Where x1 ... xk are the numbers in your combination (for example (0, 1, 2) has x1 = 0, x2 = 1, x3 = 2) and p and pp are primes.

So you would store Hash[h(0, 1, 2)] = 78 and then you would retrieve it the same way.

Note: the hash table is just an array of size pp, not a dict.

Answer 4

I would suggest a specialised hash table. The hash for a combination should be the exclusive-or of the hashes for the values. Hashes for values are basically random bit-patterns.

You could code the table to cope with collisions, but it should be fairly easy to derive a minimal perfect hash scheme - one where no two three-item combinations give the same hash value, and where the hash-size and table-size are kept to a minimum.

This is basically Zobrist hashing - think of a "move" as adding or removing one item of the combination.

EDIT

The reason to use a hash table is that the lookup performance O(n) where n is the number of items in the combination (assuming no collisions). Calculating lexicographical indexes into the combinations is significantly slower, IIRC.

The downside is obviously the up-front work done to generate the table.

Answer 5

Here is a conceptual answer and a code based on how lex ordering works. (So I guess my answer is like that of "moron", except that I think that he has too few details and his links have too many.) I wrote a function unchoose(n,S) for you that works assuming that S is an ordered list subset of range(n). The idea: Either S contains 0 or it does not. If it does, remove 0 and compute the index for the remaining subset.
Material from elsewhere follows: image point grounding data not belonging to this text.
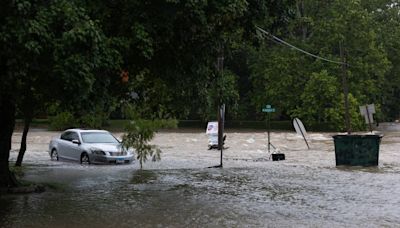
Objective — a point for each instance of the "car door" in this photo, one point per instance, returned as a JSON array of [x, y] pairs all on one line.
[[63, 145], [73, 150]]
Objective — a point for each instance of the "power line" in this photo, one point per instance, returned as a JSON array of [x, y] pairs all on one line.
[[298, 49]]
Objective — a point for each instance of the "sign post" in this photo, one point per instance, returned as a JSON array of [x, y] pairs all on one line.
[[367, 111], [268, 109]]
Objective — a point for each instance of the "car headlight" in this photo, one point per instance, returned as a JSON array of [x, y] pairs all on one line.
[[97, 151]]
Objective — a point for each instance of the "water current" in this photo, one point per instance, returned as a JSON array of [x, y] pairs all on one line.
[[305, 190]]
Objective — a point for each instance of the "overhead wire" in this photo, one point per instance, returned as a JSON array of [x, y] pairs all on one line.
[[276, 39]]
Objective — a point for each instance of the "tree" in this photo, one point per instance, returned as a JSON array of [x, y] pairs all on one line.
[[319, 27], [51, 52]]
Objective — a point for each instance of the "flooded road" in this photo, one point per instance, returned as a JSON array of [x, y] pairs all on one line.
[[305, 190]]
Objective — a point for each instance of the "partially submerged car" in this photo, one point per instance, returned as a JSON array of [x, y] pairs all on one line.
[[89, 146]]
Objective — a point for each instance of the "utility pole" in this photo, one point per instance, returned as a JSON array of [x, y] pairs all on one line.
[[221, 109], [345, 87]]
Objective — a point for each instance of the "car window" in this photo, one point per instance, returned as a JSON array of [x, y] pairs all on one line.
[[98, 137], [67, 135], [74, 136]]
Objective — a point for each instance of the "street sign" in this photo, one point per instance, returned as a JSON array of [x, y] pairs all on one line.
[[367, 111], [268, 108], [300, 130]]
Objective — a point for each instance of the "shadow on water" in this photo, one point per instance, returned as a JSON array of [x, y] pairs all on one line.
[[383, 169]]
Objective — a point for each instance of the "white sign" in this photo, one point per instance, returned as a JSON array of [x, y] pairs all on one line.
[[300, 129], [367, 111], [212, 128]]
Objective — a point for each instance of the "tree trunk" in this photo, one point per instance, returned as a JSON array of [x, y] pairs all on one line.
[[7, 122], [22, 149]]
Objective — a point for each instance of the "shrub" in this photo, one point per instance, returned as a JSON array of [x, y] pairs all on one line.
[[62, 121]]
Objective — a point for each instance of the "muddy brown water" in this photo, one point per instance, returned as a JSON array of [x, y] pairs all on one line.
[[305, 190]]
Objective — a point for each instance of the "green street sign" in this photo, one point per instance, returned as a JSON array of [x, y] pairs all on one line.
[[268, 108]]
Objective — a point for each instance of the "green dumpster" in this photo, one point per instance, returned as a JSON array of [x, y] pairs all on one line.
[[357, 150]]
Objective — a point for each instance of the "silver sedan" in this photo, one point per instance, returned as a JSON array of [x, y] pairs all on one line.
[[89, 146]]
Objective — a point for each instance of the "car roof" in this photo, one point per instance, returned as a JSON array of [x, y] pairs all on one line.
[[84, 130]]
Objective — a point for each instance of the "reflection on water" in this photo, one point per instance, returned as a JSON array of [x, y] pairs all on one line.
[[306, 190], [211, 197]]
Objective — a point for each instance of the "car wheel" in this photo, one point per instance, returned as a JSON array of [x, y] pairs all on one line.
[[85, 158], [54, 155]]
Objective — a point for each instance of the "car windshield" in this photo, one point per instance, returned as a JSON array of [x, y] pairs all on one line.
[[98, 137]]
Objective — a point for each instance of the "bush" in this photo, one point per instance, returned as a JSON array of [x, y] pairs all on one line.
[[62, 121]]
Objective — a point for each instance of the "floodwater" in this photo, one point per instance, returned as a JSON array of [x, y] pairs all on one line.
[[305, 190]]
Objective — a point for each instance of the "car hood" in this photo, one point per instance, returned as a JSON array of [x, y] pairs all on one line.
[[111, 147]]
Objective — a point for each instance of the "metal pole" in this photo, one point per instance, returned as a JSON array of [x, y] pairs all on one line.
[[369, 120], [345, 88], [269, 126], [302, 133]]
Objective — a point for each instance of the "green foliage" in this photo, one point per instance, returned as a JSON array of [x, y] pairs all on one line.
[[323, 102], [62, 121], [140, 132]]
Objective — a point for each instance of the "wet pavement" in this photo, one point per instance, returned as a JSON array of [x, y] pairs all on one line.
[[305, 190]]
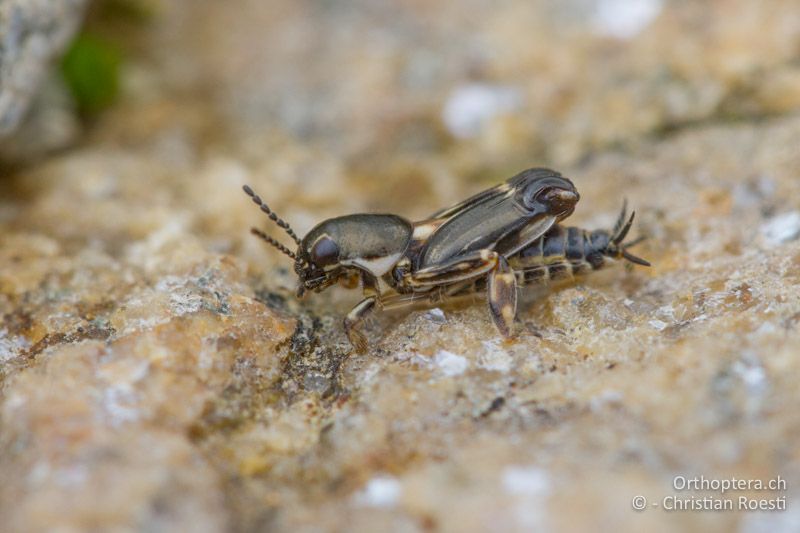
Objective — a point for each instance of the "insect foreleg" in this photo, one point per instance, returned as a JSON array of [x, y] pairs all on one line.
[[502, 296], [465, 267], [354, 318], [502, 287]]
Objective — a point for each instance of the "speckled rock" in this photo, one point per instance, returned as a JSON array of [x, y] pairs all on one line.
[[32, 33], [157, 373]]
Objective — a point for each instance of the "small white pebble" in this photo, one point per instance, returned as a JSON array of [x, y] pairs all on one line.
[[782, 228], [526, 481], [449, 363], [436, 315], [470, 107], [624, 18], [380, 491]]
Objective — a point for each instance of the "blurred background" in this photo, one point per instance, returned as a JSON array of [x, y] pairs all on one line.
[[127, 128]]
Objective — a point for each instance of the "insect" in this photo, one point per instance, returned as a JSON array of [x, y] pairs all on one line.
[[491, 242]]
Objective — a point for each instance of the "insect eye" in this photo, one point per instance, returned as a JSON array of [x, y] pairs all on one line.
[[557, 197], [324, 252]]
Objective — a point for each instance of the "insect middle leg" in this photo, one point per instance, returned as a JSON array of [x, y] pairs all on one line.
[[501, 287]]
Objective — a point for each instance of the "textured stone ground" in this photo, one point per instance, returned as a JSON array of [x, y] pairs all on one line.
[[157, 374]]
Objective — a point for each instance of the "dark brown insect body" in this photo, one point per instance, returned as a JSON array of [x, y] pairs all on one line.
[[565, 253], [491, 242]]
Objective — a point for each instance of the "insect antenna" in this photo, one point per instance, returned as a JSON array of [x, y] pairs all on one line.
[[275, 218], [621, 218], [273, 242]]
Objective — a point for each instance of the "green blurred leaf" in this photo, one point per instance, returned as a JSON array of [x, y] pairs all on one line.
[[91, 70]]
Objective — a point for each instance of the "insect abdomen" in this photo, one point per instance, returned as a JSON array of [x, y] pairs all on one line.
[[561, 253]]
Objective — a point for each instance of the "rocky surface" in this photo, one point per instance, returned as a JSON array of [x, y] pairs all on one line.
[[157, 374], [34, 33]]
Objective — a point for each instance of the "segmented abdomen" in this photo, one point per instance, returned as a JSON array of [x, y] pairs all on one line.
[[560, 253]]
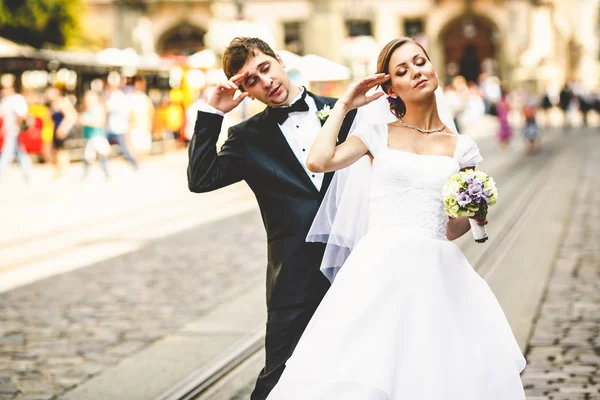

If it does not, then it comes after the binomial(n-1,k-1) subsets that do contain 0.

def binomial(n,k):
    if n < 0 or k < 0 or k > n: return 0
    b = 1
    for i in xrange(k): b = b*(n-i)/(i+1)
    return b

def unchoose(n,S):
    k = len(S)
    if k == 0 or k == n: return 0
    j = S[0]
    if k == 1: return j
    S = [x-1 for x in S]
    if not j: return unchoose(n-1,S[1:])
    return binomial(n-1,k-1)+unchoose(n-1,S)

def choose(X,k):
    n = len(X)
    if k < 0 or k > n: return []
    if not k: return [[]]
    if k == n: return [X]
    return [X[:1] + S for S in choose(X[1:],k-1)] + choose(X[1:],k)

(n,k) = (13,3)
for S in choose(range(n),k): print unchoose(n,S),S

Now, it is also true that you can cache or hash values of both functions, binomial and unchoose. And what's nice about this is that you can compromise between precomputing everything and precomputing nothing. For instance you can precompute only for len(S) <= 3.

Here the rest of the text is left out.